The reaction has been wonderful from Yukoners. I mean, if someone didn’t like the novel they probably wouldn’t tell me, but the Yukoners who have spoken to me about it seem to be connecting to the descriptions of the land and the wildness of living in the North in your mid-20s. A lot of people I know who live in Whitehorse have settled down and bought houses and started families now. I think it’s nostalgic for them to remember the good old days of coming-of-age in the North, when life was intoxicating and uncertain and fun and lonely, all at once.
** Excerpt from Rabbit Rabbit Rabbit
The lie had just slipped out. But once the words were out, she couldn’t take them back. She knew what she was doing was risky. And she knew Sophie was protective. She’d ask Millicent to text her every half hour. She’d make her feel embarrassed about going. So are you actually into this guy? But he lives on a fucking school bus! Millie, I can’t believe it!
On either side of the highway horses roamed the barren hills. Maybe it really wasn’t a big deal. She would eat ptarmigan for the first time in her life, have a glass of wine and be home in a few hours.
Her excitement had turned into a thrilling dread by the time Millicent spotted the bus, at 15.3 kilometres on the odometer. She turned off the highway and into the pull-out, then killed the ignition. Nobody, she realized, had any idea where she was. Not Sophie, not anyone at the Nugget and not her mother. Hands still clutching the wheel, she waited for Pascal to emerge from the bus. Surely, he must have heard her engine. He must be waiting for her. Millicent checked her reflection in the rear-view mirror. Then, in what felt like slow motion, she took her seatbelt off and reached for the wine bottle.
She slammed her door and walked around to the front of the bus, noticing that the graffiti had been painted over in a slightly lighter yellow tone. The smell of wild sage, spruce needles and diesel filled the air. The curtains on all the windows were closed. She knocked on the door. A semi-truck passed on the highway and then there was nothing, a silence so intense it rang, like a mosquito lodged in her ear canal.
An outhouse with green, peeling paint perched on the edge of the pullout with a sign nailed to the door that said Closed for the Season. Millicent circled to the back of the outhouse. From here she could see the Yukon River, glittering like a snake basking in the sun. Maybe he was down by the water, somewhere she couldn’t see. She thought about calling out his name, but she couldn’t muster any sound.
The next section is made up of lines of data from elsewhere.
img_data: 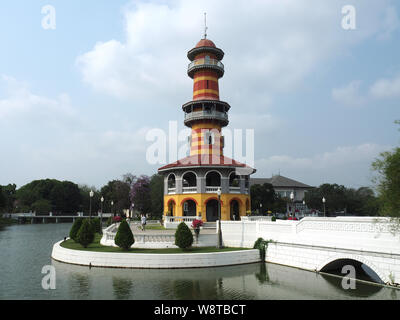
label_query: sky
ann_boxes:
[0,0,400,188]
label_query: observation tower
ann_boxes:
[158,29,256,222]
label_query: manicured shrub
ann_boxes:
[69,218,83,242]
[114,220,135,250]
[77,219,94,248]
[90,218,101,233]
[107,217,113,227]
[175,222,193,249]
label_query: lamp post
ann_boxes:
[100,196,104,233]
[217,188,222,249]
[290,191,294,217]
[89,190,94,220]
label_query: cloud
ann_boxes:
[369,75,400,99]
[77,0,397,105]
[255,143,392,187]
[0,75,76,122]
[332,81,367,106]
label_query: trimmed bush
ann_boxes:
[175,222,193,249]
[69,218,83,242]
[114,220,135,250]
[77,219,94,248]
[91,218,101,233]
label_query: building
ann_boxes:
[250,174,314,212]
[158,35,256,222]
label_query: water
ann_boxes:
[0,223,400,300]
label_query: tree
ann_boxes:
[150,174,164,218]
[77,219,94,248]
[114,220,135,250]
[372,148,400,217]
[250,183,278,213]
[69,218,83,242]
[175,222,193,249]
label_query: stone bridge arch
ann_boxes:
[316,253,390,283]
Millicent turned around and walked stiffly back to her car. He hadn’t read her email. He hadn’t thought she would actually take him up on dinner. Why had she? How embarrassing to be clutching a twenty-four dollar bottle of wine like this was a formal date. He wasn’t even here! Millicent wanted nothing more than to be back on the highway, driving home. Sophie would drink the wine with her. She would tell her the whole story. Millicent didn’t bother with her seatbelt, just started the car, the tires spitting gravel towards the highway as she remembered Sophie’s words. You can’t just trust everyone. She didn’t know Pascal, not at all.
She sensed his presence before she saw him, a clamping in her gut. His body grew larger in the rear-view mirror. Pascal was jogging after her. He was shirtless, with a towel draped over his shoulder and something in his hand. As he drew closer, she saw that it was a beer. Millicent did not think. Her body behaved on impulse. She left the engine running and the car in neutral and lifted her hand to her eyebrows to block the sinking evening sun.
“Where are you going?” he laughed, coming to a stop by her door.
She had forgotten his face: the grooves in his forehead, the grey in his beard, his teasing eyes. “I don’t know,” she muttered. Millicent tried not to stare at his bare stomach, at the thin line of hair that ran from his belly button to the top of his shorts.
“Weirdo,” he said. Pascal took a swig from the bottle and, mouth full, held it out to Millicent. She got out of the car once more, closed the door and grabbed the bottle. She took a sip, allowing the beer to slide down her throat. The cool liquid calmed her. She handed the bottle back to Pascal.
“Thank you.”
He stared at her as if he knew something about her that she didn’t. Like why she was here.